Authors - D.K. Chaturvedi, Tipu Sultan Abstract - A real-time operating system (RTOS) should be able to recover from interruptions. Since RTOS systems are used in safety-critical environments, this function is essential for ensuring system availability and reliability. However, while many of the current anomaly detection techniques can detect faults, they do not provide any means for recovery. Therefore, in this paper, I propose a self-repairing RTOS framework that utilizes reinforcement learning (RL) to automatically select the best course of action to take when an anomalous event arises.

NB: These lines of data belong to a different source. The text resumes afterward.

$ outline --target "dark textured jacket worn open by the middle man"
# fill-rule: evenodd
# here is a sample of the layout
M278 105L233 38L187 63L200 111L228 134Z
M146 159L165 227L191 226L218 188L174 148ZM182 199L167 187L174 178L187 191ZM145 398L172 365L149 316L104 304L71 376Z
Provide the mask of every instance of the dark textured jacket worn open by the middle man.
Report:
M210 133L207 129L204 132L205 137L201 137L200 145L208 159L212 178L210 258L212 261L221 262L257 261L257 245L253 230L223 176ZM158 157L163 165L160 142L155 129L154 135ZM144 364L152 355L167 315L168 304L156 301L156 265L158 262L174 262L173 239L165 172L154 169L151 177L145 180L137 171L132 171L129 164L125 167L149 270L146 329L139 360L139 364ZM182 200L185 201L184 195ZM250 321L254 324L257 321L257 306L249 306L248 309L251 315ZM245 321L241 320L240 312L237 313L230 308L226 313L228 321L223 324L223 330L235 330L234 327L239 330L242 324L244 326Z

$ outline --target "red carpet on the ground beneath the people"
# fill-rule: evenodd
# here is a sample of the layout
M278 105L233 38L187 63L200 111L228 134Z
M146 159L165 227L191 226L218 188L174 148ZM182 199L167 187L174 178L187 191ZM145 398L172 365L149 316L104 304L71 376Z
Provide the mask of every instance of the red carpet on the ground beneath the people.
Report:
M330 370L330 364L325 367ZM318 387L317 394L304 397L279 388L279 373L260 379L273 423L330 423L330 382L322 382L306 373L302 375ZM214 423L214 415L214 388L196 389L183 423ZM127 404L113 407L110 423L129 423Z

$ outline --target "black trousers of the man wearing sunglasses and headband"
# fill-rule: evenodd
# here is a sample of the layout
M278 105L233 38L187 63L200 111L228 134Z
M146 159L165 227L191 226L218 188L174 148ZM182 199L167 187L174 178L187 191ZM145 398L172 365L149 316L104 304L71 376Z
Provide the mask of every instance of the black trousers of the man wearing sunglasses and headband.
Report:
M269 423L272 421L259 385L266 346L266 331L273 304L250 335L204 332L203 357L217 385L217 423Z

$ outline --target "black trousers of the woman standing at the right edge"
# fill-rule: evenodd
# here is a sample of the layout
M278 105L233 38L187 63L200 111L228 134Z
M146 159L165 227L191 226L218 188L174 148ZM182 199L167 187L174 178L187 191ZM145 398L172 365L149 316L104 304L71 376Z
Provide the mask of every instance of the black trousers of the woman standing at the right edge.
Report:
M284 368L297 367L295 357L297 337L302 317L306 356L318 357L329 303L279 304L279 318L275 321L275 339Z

I propose a Q-Learning agent that learns to recover from six types of common faults, including: sensor degradation, stuck sensor, priority inversion, memory leaks, sporadic overloads, and task starvation. The framework is built on FreeRTOS, and the agent utilizes an 8-dimensional state space and the six different types of recovery options available for each fault. The overall success rate of the system was 99.2 % after 5,000 training episodes, with average success rates of 98.0 % and 99.9 % when handling individual faults. The RL agent completely prevented system crashes and returned the system to normal operation within an average of 0.06 ms after an interruption occurred. The training results provide strong evidence that the model learned to operate effectively and consistently, with its success rate improving from 97.0 % during early training stages to 100 % after training was completed. Therefore, this study demonstrates a practical, production-ready method to implement autonomous fault recoveries in RTOSs in automotive applications. To our knowledge, this is the first successful implementation of RL for autonomous, self-repairing behaviors in this area.